Melalui narasi tersebut nampaknya menjadi kontradiksi yang signifikan karena dalam catatan sejarah (meskipun dengan mengambil contoh peristiwa di Surakarta), bangsa ini pernah mengalami arus kanonisasi budaya pada tahap perubahan sosial kemasyarakatan akibat kedatangan Bangsa Asing. Sementara hari ini, bangsa-bangsa asing nampaknya tidak hadir langsung di negara ini, namun representasinya melalui alat-alat serta tawaran industrialisasi modernya yang kini memainkan letupan kanonisasi budaya baru di tengah modernitas yang melanda negeri ini.
ADVERTISEMENT
Industrialisasi menyempurnakan praktik perubahan sosial di masyarakat. Masyarakat dengan mayoritasnya yang berada di sektor industri mau tidak mau ataupun suka tidak suka mulai berubah pemaknaannya pada industri. Tak hanya dipandang sebagai peluang lowongan pekerjaan, namun industri telah berkonotatif dimaknai sebagai ruang modern yang menghadirkan prestisius tersendiri.
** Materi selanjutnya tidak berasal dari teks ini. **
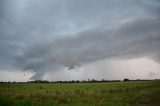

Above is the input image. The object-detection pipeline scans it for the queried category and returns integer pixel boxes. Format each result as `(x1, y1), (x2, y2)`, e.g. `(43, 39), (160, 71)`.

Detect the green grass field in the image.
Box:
(0, 81), (160, 106)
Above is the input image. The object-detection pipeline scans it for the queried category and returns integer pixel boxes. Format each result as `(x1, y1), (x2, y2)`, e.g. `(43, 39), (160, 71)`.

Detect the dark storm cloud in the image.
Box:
(0, 0), (160, 79)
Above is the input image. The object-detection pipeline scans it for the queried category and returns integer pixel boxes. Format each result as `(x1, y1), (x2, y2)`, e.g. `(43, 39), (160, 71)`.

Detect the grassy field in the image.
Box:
(0, 81), (160, 106)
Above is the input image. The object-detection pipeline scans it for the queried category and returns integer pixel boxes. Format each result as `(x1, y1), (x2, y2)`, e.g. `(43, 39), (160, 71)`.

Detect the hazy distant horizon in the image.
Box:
(0, 0), (160, 81)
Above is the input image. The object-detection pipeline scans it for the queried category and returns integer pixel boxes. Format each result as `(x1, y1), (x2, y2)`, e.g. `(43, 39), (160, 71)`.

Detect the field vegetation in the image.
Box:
(0, 80), (160, 106)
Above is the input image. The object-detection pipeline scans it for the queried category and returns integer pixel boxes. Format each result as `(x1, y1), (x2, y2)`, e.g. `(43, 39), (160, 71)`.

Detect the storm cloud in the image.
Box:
(0, 0), (160, 79)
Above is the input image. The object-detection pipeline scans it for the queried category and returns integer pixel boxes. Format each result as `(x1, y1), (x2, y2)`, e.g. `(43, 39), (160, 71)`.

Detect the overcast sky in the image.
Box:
(0, 0), (160, 81)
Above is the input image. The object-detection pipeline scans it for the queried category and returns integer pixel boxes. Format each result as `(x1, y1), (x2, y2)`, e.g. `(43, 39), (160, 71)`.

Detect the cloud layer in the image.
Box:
(0, 0), (160, 79)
Pada akhirnya meledaklah apa yang disebut sebagai kanonisasi budaya. Sebuah ledakan arus yang membuat tatanan sosial masyarakat tergantikan dengan arus-arus baru atas nama keadilan serta kesejahteraan. Para wanita mulai bekerja bahkan diposisikan sebagai tulang punggung keluarga. Para wanita berpakaian layaknya pria atas dasar mobilitas dan fleksibilitas. Para ibu-ibu meninggalkan keluarganya dan fungsi pendidikan keluarga dimainkan oleh pria atau ayah. Bahasa-bahasa di dunia industri mulai terbawa ke dalam dunia keluarga, cara bergaul bahkan paradoks lain mulai seperti cara bercanda hingga penalaran logika pasar dimainkan pada cara mendidik anak. Bahkan yang lebih miris lagi jika sampai hal tersebut menjadi orientasi baru dari para generasi muda, mereka lebih meyakini bekerja daripada berkarya. Inilah peristiwa besar yang melanda masyarakat hari ini, maka menjadi bijak nampaknya lebih baik dari sekadar terbuai janji kebajikan atas nama modernitas yang ditopang industrialisasi.